Africa, Here She Comes
Forbes Woman Africa|February-March 2017

Jessica O. Matthews was only 19 when she invented an energy-generating soccer ball. She now runs a renewable energy company specializing in motion-based, miniaturized power systems, and has big plans for Africa.

Peace Hyde
Africa, Here She Comes

Harvard University, one of the most prestigious institutions in the world, boasts among its laurels, 47 Nobel laureates, 32 heads of state and 48 Pulitzer Prize winners.

Competition for a place in the school is fierce. A staggering number of students around the world apply to enter Harvard, few secure admission.
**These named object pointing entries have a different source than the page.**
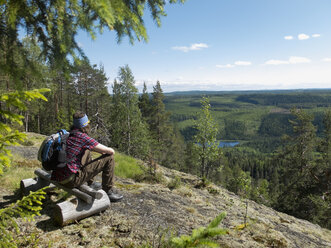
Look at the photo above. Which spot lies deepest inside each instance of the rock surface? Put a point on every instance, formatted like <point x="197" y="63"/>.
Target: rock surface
<point x="150" y="212"/>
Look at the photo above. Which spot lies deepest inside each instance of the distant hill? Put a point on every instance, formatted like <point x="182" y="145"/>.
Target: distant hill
<point x="198" y="92"/>
<point x="150" y="211"/>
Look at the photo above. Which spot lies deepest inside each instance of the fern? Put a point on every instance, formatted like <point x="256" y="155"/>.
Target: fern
<point x="28" y="207"/>
<point x="201" y="237"/>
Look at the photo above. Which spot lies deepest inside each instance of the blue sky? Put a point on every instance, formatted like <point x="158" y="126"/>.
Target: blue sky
<point x="226" y="45"/>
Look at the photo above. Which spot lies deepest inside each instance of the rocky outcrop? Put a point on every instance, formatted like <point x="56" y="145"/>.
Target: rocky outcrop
<point x="150" y="213"/>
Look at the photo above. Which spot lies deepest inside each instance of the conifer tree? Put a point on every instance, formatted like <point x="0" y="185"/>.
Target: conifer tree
<point x="168" y="145"/>
<point x="206" y="138"/>
<point x="298" y="165"/>
<point x="129" y="132"/>
<point x="145" y="104"/>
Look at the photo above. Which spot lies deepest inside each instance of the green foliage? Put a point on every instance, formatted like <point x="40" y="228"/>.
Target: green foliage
<point x="129" y="132"/>
<point x="201" y="237"/>
<point x="174" y="183"/>
<point x="127" y="167"/>
<point x="55" y="24"/>
<point x="9" y="136"/>
<point x="206" y="138"/>
<point x="28" y="207"/>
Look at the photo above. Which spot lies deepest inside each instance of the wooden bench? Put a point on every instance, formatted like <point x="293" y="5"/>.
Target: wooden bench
<point x="87" y="202"/>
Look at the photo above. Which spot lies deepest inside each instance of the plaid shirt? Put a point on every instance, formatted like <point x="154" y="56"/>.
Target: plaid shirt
<point x="77" y="144"/>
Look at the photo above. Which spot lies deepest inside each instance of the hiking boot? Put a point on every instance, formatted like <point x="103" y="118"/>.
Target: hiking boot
<point x="95" y="185"/>
<point x="113" y="197"/>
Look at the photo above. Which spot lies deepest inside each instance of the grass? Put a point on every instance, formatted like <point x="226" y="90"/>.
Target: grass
<point x="127" y="167"/>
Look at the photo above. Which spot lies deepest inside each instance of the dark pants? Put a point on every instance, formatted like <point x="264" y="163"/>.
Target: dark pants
<point x="90" y="169"/>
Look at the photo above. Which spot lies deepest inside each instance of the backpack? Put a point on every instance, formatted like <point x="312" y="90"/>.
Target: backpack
<point x="52" y="152"/>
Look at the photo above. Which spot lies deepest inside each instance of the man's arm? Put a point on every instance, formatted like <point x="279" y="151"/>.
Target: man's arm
<point x="103" y="149"/>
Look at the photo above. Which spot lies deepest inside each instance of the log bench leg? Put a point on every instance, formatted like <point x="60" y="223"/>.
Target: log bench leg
<point x="34" y="184"/>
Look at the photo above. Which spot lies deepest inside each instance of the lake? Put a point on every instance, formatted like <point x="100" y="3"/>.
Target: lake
<point x="228" y="143"/>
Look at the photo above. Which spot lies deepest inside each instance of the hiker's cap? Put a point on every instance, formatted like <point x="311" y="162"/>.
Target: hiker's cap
<point x="81" y="122"/>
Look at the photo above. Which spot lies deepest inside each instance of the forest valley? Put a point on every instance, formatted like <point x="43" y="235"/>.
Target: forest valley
<point x="285" y="162"/>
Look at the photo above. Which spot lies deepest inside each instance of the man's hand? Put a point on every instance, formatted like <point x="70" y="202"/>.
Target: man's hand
<point x="103" y="149"/>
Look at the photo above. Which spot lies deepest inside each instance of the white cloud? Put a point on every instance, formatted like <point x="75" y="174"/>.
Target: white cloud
<point x="244" y="63"/>
<point x="303" y="37"/>
<point x="288" y="37"/>
<point x="193" y="47"/>
<point x="298" y="60"/>
<point x="277" y="62"/>
<point x="291" y="60"/>
<point x="225" y="66"/>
So when Jessica O. Matthews was asked to leave this elite establishment due to poor grades, it’s little wonder her world came crashing down.
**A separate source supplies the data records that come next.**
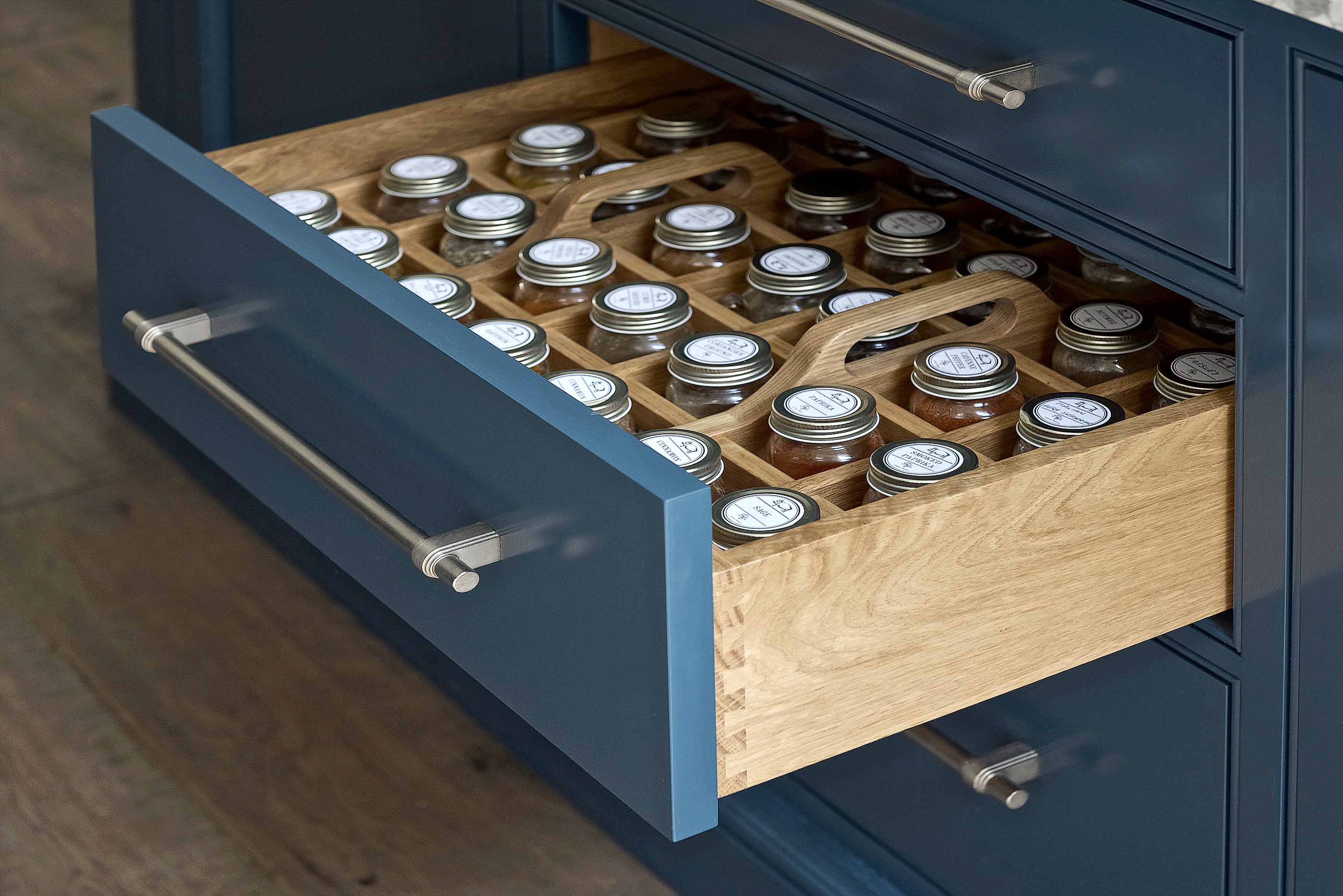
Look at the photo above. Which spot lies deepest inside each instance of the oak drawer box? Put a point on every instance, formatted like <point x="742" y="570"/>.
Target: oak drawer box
<point x="672" y="673"/>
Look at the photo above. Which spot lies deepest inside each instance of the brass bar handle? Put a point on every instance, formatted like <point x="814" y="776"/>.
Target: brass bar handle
<point x="452" y="557"/>
<point x="1004" y="86"/>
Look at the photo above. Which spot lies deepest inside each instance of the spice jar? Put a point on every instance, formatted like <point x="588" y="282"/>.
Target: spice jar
<point x="420" y="186"/>
<point x="789" y="278"/>
<point x="963" y="383"/>
<point x="1192" y="373"/>
<point x="1063" y="415"/>
<point x="697" y="236"/>
<point x="562" y="271"/>
<point x="481" y="226"/>
<point x="315" y="207"/>
<point x="911" y="242"/>
<point x="375" y="244"/>
<point x="829" y="200"/>
<point x="624" y="203"/>
<point x="712" y="372"/>
<point x="635" y="320"/>
<point x="751" y="514"/>
<point x="877" y="342"/>
<point x="692" y="453"/>
<point x="548" y="153"/>
<point x="601" y="392"/>
<point x="1099" y="341"/>
<point x="903" y="466"/>
<point x="449" y="294"/>
<point x="818" y="428"/>
<point x="520" y="340"/>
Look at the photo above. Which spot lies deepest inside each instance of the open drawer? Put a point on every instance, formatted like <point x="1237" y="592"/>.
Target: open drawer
<point x="672" y="673"/>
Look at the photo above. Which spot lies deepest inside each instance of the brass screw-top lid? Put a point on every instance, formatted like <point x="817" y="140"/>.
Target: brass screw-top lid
<point x="417" y="176"/>
<point x="1106" y="328"/>
<point x="553" y="144"/>
<point x="313" y="207"/>
<point x="965" y="371"/>
<point x="1196" y="372"/>
<point x="751" y="514"/>
<point x="1063" y="415"/>
<point x="900" y="466"/>
<point x="449" y="294"/>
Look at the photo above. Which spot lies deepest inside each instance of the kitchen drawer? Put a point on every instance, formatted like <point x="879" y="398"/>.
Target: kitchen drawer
<point x="1131" y="797"/>
<point x="672" y="673"/>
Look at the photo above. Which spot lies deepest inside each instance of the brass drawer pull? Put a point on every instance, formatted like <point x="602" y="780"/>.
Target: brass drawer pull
<point x="1004" y="86"/>
<point x="452" y="557"/>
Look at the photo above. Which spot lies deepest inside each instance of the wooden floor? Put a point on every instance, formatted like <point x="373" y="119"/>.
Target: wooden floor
<point x="207" y="722"/>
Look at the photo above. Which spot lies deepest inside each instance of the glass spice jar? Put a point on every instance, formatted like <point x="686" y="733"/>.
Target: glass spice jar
<point x="624" y="203"/>
<point x="1192" y="373"/>
<point x="375" y="244"/>
<point x="790" y="278"/>
<point x="1099" y="341"/>
<point x="550" y="153"/>
<point x="963" y="383"/>
<point x="315" y="207"/>
<point x="818" y="428"/>
<point x="523" y="341"/>
<point x="1053" y="418"/>
<point x="911" y="242"/>
<point x="751" y="514"/>
<point x="829" y="200"/>
<point x="697" y="236"/>
<point x="603" y="394"/>
<point x="712" y="372"/>
<point x="481" y="226"/>
<point x="877" y="342"/>
<point x="562" y="271"/>
<point x="449" y="294"/>
<point x="633" y="320"/>
<point x="904" y="466"/>
<point x="420" y="186"/>
<point x="694" y="453"/>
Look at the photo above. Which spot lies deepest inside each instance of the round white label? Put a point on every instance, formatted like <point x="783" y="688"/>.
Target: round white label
<point x="794" y="259"/>
<point x="722" y="349"/>
<point x="1071" y="414"/>
<point x="1206" y="367"/>
<point x="821" y="404"/>
<point x="911" y="222"/>
<point x="422" y="167"/>
<point x="702" y="216"/>
<point x="965" y="361"/>
<point x="551" y="136"/>
<point x="1106" y="317"/>
<point x="300" y="202"/>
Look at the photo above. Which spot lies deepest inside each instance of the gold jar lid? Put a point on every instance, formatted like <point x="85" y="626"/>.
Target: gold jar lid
<point x="699" y="227"/>
<point x="692" y="451"/>
<point x="375" y="244"/>
<point x="520" y="340"/>
<point x="797" y="268"/>
<point x="566" y="261"/>
<point x="553" y="144"/>
<point x="723" y="359"/>
<point x="965" y="371"/>
<point x="418" y="176"/>
<point x="824" y="415"/>
<point x="1196" y="372"/>
<point x="1063" y="415"/>
<point x="751" y="514"/>
<point x="832" y="191"/>
<point x="1106" y="328"/>
<point x="313" y="206"/>
<point x="900" y="466"/>
<point x="449" y="294"/>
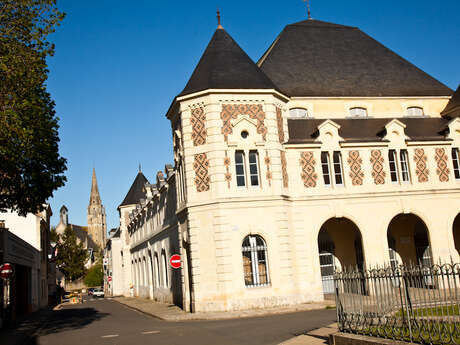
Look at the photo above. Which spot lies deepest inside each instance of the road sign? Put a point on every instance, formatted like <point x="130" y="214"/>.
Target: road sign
<point x="6" y="271"/>
<point x="174" y="261"/>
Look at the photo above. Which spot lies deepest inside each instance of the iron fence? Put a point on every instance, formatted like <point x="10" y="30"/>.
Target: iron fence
<point x="410" y="303"/>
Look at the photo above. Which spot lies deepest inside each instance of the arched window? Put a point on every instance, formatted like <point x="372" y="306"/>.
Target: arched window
<point x="298" y="113"/>
<point x="358" y="112"/>
<point x="415" y="111"/>
<point x="157" y="273"/>
<point x="164" y="266"/>
<point x="255" y="263"/>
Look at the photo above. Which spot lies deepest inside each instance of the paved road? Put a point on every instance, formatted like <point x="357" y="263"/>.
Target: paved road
<point x="106" y="322"/>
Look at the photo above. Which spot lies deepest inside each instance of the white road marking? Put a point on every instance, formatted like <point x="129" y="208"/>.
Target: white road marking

“I would have been prepared to go to jail than to have the look my mum gave me when I told her I had to leave Harvard. She didn’t even speak, it was just a stare and that drives me to this day, I never want to let her down again,” says Matthews, today, the Founder and CEO of Uncharted Play, a hardware technology company in the United States (US).

As Matthews looks back on that experience, she can pinpoint the exact moment things went wrong.

“For the first 18 years of my life, I thought I had everything figured out. I ran track, I played tennis and I did well on the SATs. I didn’t place as much value in understanding the role that my parents had played in my life. They had created an invisible guiding force so when I left home it was a mess. My whole goal was to do well to get into university and I had no other goals apart from that. I was like ‘look I made it’, I thought everybody there was smarter than me because I didn’t go to an expensive high school,” says Matthews, in an interview with FORBES WOMAN AFRICA in Lagos in September last year.

The New York-based entrepreneur born to Nigerian parents, featured in FORBES 30 Under 30 list in 2014.

Growing up, her parents wanted her to be a doctor, lawyer or engineer. Matthews wanted to build things.